Ja, eifersüchtig ist Gott allerdings, wenn du zum Beispiel das eifersüchtig nennst, daß der Mensch den Anspruch erhebt, die Organe seines Körpers selbst zu regieren. Du mußt doch immer daran denken, daß wir Teile Gottes oder in Gott sind. Sehen wir aber ganz von Gott ab, so dürftest du immerhin aus eigener Kraft göttlich oder vollendet werden, wenn du es könntest. Die Frage ist eben, ob du es kannst, und damit komme ich wieder auf deine erste Frage, was du gewinnst, wenn du sündigst, die zugleich einschließt, was du verlierst, wenn du nicht sündigst.

Durch Sündigen gewinnst du Kraft, und durch gewaltsames Nichtsündigen entkräftest du dich. Es ist eine Kraftfrage, wie überhaupt die Religion eine Kraft- und Lebensangelegenheit ist, da Gottes Wesen in Kraft besteht. Und Kraft zu gewinnen, das ist doch das erste Interesse der Menschen; denn wer Kraft hat, hat alles. Die Alten drückten die Wahrheit, daß man durch Sündigen Kraft gewinnt, in der Sage vom Riesen Antäus aus, der unbesiegbar war, solange er, besiegt, vom Sieger auf die Erde geworfen wurde, denn aus seiner Mutter Erde strömte stets neue Kraft in ihn ein; erst in die Luft gehalten konnte er erwürgt werden. So verendet der Mensch, wenn er in einem naturlos geistigen Klima existieren will, das ein Nichts ist. Nun sind wir zwar nicht mehr in der Lage der Griechen, die Sünde in unserem Sinn noch gar nicht kannten, für die Gott und Natur noch eins waren und die ihre Kraft unmittelbar aus der Natur beziehen konnten; wir können es im allgemeinen nur mittelbar durch den Glauben. Bestimmen wir also zuerst den Begriff des Glaubens.

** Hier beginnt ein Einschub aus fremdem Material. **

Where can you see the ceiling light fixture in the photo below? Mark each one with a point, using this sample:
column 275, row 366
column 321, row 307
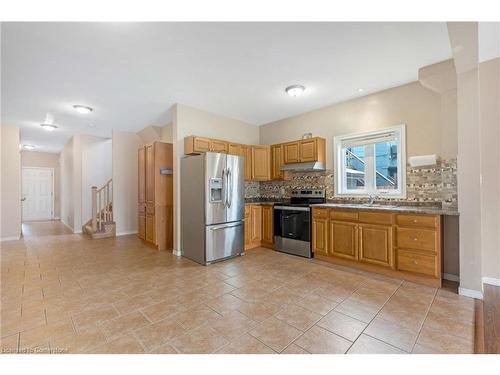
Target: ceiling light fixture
column 48, row 127
column 82, row 109
column 295, row 90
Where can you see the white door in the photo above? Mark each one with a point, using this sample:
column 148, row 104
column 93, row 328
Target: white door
column 37, row 193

Schalte bitte aus deiner Vorstellung aus, was man gewöhnlich unter Glauben versteht, nämlich ein Fürwahrhalten. „Glauben ist nicht der menschliche Wahn und Traum, den etliche für Glauben halten … Das macht, wenn sie das Evangelium hören, so fallen sie daher und machen sich aus eigenen Kräften einen Gedanken im Herzen, der spricht: Ich glaube. Das halten sie dann für einen rechten Glauben. Aber wie es ein menschliches Gedicht und Gedanke ist, den des Herzens Grund nimmer erfährt: also tut er auch nichts und folgt keine Besserung hernach.“ Und an anderer Stelle sagt Luther: „Sie heißen das Glauben, das sie von Christo gehört haben, und halten, es sei dem wohl; wie denn die Teufel auch glauben und werden dennoch nicht fromm dadurch.“

Das Fürwahrhalten ist eine Tätigkeit des selbstbewußten Geistes, deren der Glaube nicht, die höchstens umgekehrt des Glaubens bedarf.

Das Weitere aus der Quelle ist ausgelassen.